A New York Family Lawyer said that on 12 October 2001, a petition was filed against the respondent mother.

As alleged in the petition, the respondent mother neglected her seven-year-old child, T, by failing to provide the child with appropriate medical attention to treat her ADHD, by refusing to accept board of education referrals for a special education program for T, and by failing to provide T with adequate shelter because of her failure to pay rent, electricity and gas bills, and by using marijuana and not enrolling in a drug treatment program; and, the respondent mother has been diagnosed as suffering from mental illness, “specifically as paranoid and delusional, and with a possible personality disorder.”

A New York Divorce Lawyer said on the basis of the mental illness allegation, the petitioner seeks for an order pursuant to Family Court Act §§ 251, 1038 (d) to have the respondent evaluated to determine whether she in fact suffers from an untreated mental illness which impairs her ability to care for the child.

The factual basis:

A Nassau County Family Lawyer said the petitioner filed five exhibits all essentially showing that: the respondent had been in treatment with a certified social worker at Brookdale Medical Center from 22 September 2000 until February 2001; the respondent had been seen about five times before treatment was discontinued in February due to the noncompliance; the therapist’s recommendations in the discharge summary were day treatment, medication management and parenting skills classes; the respondent had been prescribed an antidepressant, Paxil, and an antianxiety medication Xanax, on 22 November 2000; the respondent’s principle complaint was anxiety attacks; the respondent told the evaluators that she felt like she would “burst” when she got angry and that she slept only a few hours a night; the respondent’s diagnosis was panic disorder and agoraphobia; the respondent was not seen by her therapist at the clinic after 13 November 2000, until she contacted the clinic in May 2001, due to problems she was having with the board of education; and, the respondent was seen twice before contact was again lost.

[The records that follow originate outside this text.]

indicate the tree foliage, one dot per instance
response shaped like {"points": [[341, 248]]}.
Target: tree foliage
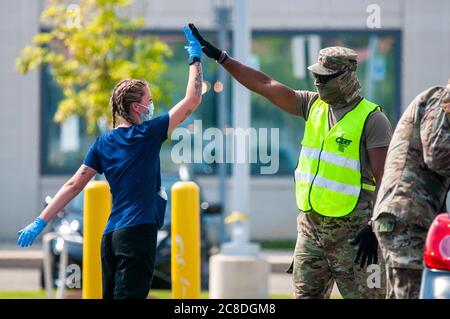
{"points": [[89, 48]]}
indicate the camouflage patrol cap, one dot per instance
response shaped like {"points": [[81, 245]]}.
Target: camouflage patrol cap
{"points": [[333, 60]]}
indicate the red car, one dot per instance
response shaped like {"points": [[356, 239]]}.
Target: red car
{"points": [[436, 274]]}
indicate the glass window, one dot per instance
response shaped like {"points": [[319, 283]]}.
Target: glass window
{"points": [[282, 55]]}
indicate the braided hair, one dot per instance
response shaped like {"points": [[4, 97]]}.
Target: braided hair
{"points": [[126, 92]]}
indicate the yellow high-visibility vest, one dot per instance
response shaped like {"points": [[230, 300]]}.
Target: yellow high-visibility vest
{"points": [[328, 175]]}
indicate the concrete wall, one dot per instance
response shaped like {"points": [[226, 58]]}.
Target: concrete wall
{"points": [[19, 113], [425, 62]]}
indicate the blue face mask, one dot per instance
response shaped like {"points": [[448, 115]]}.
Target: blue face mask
{"points": [[149, 115]]}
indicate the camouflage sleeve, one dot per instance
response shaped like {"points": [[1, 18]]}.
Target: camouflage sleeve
{"points": [[378, 130], [435, 134], [304, 100]]}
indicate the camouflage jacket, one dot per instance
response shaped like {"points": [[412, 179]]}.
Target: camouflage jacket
{"points": [[417, 171]]}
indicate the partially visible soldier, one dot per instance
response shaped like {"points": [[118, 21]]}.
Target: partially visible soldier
{"points": [[414, 188]]}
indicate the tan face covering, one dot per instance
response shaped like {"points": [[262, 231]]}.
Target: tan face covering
{"points": [[340, 91]]}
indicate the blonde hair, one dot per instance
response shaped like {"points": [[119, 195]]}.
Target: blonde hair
{"points": [[126, 92]]}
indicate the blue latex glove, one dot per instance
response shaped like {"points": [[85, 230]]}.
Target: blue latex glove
{"points": [[28, 234], [194, 47]]}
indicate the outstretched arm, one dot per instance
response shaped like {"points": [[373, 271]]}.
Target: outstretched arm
{"points": [[254, 80], [191, 101], [67, 192], [258, 82], [193, 97]]}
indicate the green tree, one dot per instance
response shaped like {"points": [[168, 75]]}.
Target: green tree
{"points": [[89, 48]]}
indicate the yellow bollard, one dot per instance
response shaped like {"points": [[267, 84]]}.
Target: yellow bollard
{"points": [[97, 207], [185, 232]]}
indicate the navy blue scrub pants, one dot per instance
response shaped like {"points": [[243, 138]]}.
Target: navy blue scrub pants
{"points": [[128, 261]]}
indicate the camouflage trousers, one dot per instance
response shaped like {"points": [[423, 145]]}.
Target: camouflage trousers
{"points": [[402, 246], [323, 255]]}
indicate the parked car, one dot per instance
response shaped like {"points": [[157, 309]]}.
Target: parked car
{"points": [[436, 274], [70, 222]]}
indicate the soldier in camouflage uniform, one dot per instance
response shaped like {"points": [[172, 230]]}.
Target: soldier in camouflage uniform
{"points": [[323, 253], [414, 188]]}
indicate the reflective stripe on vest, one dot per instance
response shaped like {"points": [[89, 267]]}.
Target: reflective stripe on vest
{"points": [[328, 175]]}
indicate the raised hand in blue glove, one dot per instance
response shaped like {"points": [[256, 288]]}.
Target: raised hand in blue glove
{"points": [[194, 48], [28, 234]]}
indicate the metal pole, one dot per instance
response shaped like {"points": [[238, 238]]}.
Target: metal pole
{"points": [[97, 207], [46, 241], [241, 109], [185, 239]]}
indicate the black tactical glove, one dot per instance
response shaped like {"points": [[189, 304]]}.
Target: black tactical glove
{"points": [[210, 50], [368, 247]]}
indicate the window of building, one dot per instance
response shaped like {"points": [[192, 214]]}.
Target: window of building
{"points": [[283, 55]]}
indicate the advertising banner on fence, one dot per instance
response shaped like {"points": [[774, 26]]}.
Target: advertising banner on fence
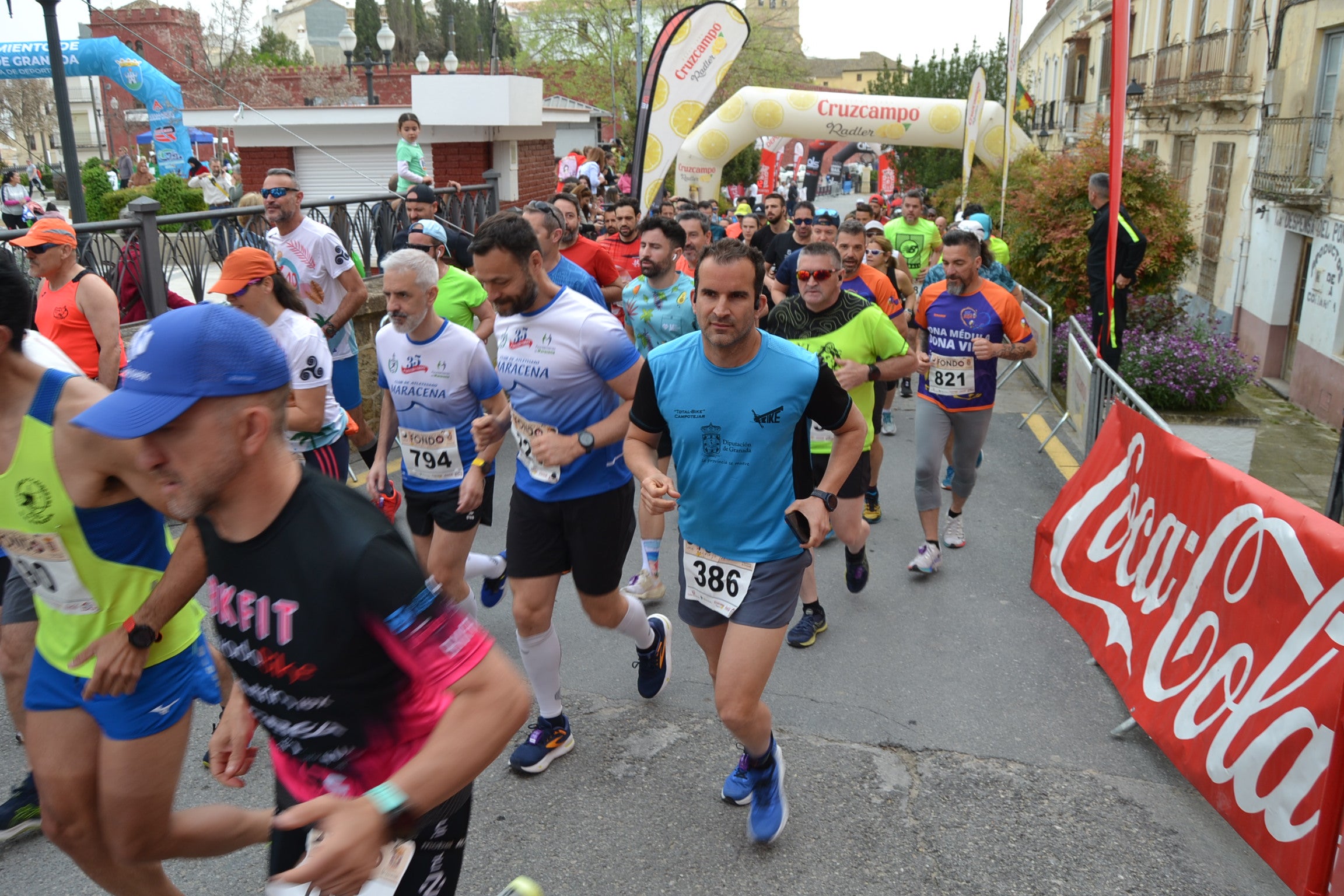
{"points": [[690, 60], [1214, 604]]}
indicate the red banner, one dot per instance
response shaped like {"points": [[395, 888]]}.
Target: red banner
{"points": [[1214, 604]]}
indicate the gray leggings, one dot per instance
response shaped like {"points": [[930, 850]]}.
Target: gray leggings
{"points": [[932, 428]]}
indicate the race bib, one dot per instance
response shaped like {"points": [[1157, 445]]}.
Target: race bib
{"points": [[430, 456], [951, 375], [46, 566], [524, 432], [715, 582]]}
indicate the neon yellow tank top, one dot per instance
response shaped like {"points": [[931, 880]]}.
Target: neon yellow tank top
{"points": [[89, 569]]}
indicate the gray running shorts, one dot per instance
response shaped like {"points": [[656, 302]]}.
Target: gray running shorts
{"points": [[771, 601]]}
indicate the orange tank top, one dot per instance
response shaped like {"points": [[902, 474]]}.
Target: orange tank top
{"points": [[61, 320]]}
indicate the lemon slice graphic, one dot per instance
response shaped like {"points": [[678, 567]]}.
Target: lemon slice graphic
{"points": [[768, 114], [684, 116]]}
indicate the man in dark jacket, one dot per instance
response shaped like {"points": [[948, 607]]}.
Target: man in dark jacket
{"points": [[1130, 246]]}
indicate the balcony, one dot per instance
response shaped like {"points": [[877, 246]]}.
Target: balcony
{"points": [[1290, 162]]}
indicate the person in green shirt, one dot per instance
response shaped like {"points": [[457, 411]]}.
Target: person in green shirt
{"points": [[460, 296], [913, 236]]}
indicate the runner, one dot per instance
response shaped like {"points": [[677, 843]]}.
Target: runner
{"points": [[316, 264], [659, 308], [964, 321], [315, 424], [460, 296], [86, 533], [856, 340], [549, 226], [382, 700], [570, 374], [733, 401], [435, 380], [913, 236], [624, 245], [586, 253], [77, 309]]}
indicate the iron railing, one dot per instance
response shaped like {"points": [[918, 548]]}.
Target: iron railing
{"points": [[1284, 169], [147, 247]]}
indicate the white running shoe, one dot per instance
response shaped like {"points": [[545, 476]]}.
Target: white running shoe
{"points": [[954, 534], [926, 561], [646, 587]]}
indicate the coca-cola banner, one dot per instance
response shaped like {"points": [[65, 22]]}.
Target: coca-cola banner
{"points": [[1214, 604]]}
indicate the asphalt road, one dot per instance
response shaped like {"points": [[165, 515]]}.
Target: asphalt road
{"points": [[947, 735]]}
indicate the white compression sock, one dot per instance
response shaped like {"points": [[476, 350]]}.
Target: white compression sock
{"points": [[542, 664], [636, 625], [484, 565]]}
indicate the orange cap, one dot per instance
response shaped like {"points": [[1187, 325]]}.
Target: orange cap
{"points": [[241, 268], [47, 232]]}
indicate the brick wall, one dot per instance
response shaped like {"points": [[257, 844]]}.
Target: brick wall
{"points": [[258, 160]]}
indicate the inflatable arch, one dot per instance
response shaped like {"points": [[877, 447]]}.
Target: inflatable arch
{"points": [[112, 60], [756, 112]]}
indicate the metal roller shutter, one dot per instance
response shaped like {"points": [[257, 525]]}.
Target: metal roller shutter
{"points": [[321, 176]]}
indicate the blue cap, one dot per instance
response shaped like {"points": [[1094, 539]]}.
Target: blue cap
{"points": [[176, 359]]}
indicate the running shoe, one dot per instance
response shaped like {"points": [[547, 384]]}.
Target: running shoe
{"points": [[494, 589], [769, 805], [547, 743], [856, 570], [926, 561], [737, 788], [954, 534], [646, 587], [22, 812], [653, 663], [804, 635], [389, 502]]}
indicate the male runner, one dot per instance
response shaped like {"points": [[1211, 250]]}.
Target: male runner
{"points": [[570, 374], [657, 309], [586, 253], [736, 401], [858, 340], [436, 376], [913, 236], [624, 245], [382, 700], [696, 229], [549, 226], [315, 262], [964, 321], [82, 524]]}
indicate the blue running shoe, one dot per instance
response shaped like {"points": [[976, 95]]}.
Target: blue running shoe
{"points": [[550, 741], [737, 788], [769, 805], [653, 663], [494, 589]]}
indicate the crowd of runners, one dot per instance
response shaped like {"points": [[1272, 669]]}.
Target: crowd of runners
{"points": [[684, 363]]}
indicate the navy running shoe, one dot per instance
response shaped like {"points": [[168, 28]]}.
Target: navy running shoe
{"points": [[737, 788], [550, 741], [769, 805], [653, 663], [494, 589]]}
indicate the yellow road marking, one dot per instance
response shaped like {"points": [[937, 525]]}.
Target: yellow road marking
{"points": [[1058, 453]]}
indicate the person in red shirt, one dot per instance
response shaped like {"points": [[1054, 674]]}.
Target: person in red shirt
{"points": [[586, 253]]}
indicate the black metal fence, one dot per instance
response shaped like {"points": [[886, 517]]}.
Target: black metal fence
{"points": [[139, 254]]}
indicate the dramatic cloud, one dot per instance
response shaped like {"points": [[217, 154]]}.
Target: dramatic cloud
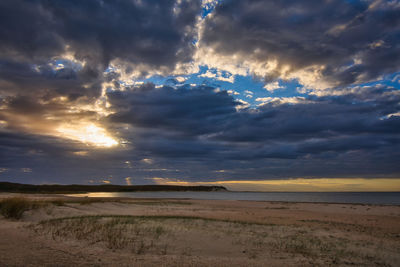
{"points": [[323, 44], [135, 92]]}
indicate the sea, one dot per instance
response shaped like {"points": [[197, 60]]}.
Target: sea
{"points": [[375, 198]]}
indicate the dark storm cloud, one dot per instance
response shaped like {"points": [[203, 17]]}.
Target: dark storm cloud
{"points": [[155, 33], [200, 122], [353, 40]]}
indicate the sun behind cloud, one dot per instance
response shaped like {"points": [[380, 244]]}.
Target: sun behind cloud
{"points": [[87, 133]]}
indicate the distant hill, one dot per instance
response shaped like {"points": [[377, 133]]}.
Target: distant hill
{"points": [[75, 188]]}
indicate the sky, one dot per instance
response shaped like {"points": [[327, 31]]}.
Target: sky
{"points": [[253, 95]]}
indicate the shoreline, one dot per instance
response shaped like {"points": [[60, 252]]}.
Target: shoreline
{"points": [[182, 232]]}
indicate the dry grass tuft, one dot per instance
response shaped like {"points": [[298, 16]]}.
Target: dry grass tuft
{"points": [[14, 208]]}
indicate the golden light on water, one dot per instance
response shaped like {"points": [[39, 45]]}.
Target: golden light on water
{"points": [[87, 133], [300, 184]]}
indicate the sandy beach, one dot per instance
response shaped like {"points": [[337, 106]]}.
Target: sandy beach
{"points": [[68, 231]]}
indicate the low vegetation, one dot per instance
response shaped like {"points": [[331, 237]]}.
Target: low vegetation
{"points": [[174, 235], [63, 189], [14, 208]]}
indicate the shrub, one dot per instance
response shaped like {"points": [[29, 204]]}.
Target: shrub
{"points": [[13, 208]]}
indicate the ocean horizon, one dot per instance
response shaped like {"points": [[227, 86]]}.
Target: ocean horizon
{"points": [[368, 198]]}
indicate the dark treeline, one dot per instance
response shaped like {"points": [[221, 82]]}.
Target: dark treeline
{"points": [[74, 188]]}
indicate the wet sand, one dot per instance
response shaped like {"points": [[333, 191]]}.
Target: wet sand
{"points": [[176, 232]]}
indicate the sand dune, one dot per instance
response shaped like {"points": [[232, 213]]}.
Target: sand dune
{"points": [[171, 232]]}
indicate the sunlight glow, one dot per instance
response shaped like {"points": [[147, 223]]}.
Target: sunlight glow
{"points": [[87, 133]]}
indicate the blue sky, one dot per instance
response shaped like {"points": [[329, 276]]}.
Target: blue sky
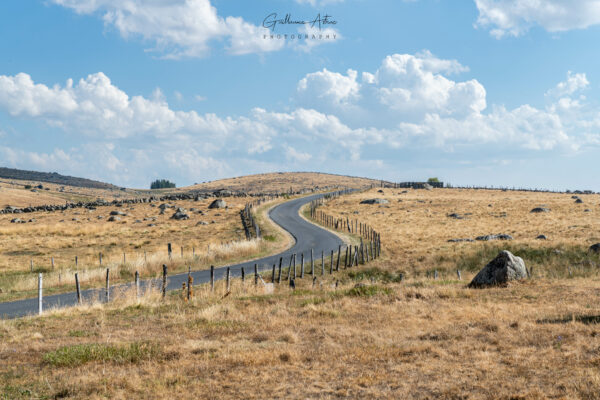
{"points": [[496, 92]]}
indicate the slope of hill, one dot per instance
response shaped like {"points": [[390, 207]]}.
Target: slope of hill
{"points": [[283, 182], [27, 188], [53, 177]]}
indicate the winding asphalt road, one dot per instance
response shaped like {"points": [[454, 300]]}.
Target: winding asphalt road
{"points": [[307, 236]]}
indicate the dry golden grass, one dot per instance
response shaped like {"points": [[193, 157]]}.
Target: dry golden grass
{"points": [[415, 226], [13, 193], [282, 182], [56, 235], [416, 338]]}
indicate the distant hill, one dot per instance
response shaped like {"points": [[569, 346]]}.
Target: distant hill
{"points": [[53, 177]]}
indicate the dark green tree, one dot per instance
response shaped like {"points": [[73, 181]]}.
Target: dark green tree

Sometime in August 2001, the respondent became known to the Administration for Children’s Services (ACS) when she reported that she believed T had been sexually abused by a friend of T’s father, some eight months before. Based on the records of Brookdale Medical Center, the respondent provided an incoherent narrative to her former therapist, the certified social worker, about T touching her breasts and telling her that her father’s friend did the same thing to her; that the father’s friend inserted his finger into T’s vagina; and, that the father’s friend had raped T.

The respondent then reported that T’s father was in jail. She connected this with having seen a police car leaving the vicinity of her residence; and, talked about leaving T alone while she reviewed a court transcript that someone had “planted” where she could find it. The respondent then spoke about cults and about the police being against her. When the therapist suggested reopening the mother’s counseling, the respondent refused. The therapist suggested that the respondent might want to go to the emergency room to speak to a psychiatrist, and again the respondent refused. The respondent was described as paranoid by the therapist.

Also, a Staten Island Family Lawyer said the respondent called the police about the alleged sex abuse. Consequently, on 21 August 2001, T was examined at a pediatric emergency room but no physical evidence of sexual abuse was found. After an investigation, ACS determined that the sexual abuse could not be substantiated.

By reason of the foregoing, ACS decided to request for an evaluation of the respondent by the mobile crisis team (MCT) at Interfaith Hospital.

According to documents of the MCT, from 2 September 2001 to 25 November 2001, numerous attempts to see the respondent were unsuccessful with the exception of a visit to her home by a psychologist on 4 September 2001; the September 4 evaluation was incomplete due to the presence of T who was extremely hyperactive; the evaluator found no apparent delusions or thought disorder; the respondent was not found to be a danger to herself or others; the respondent’s sole contingent diagnosis was personality disorder; the respondent told the evaluator that she was in treatment at Brookdale; when MCT determined that the respondent was not in treatment, they attempted unsuccessfully to conduct a further evaluation; and, in a letter to ACS, the evaluator concluded that the initial diagnosis was likely incorrect and, founded upon conversations with the respondent’s therapist, it was more likely that the respondent is paranoid and delusional.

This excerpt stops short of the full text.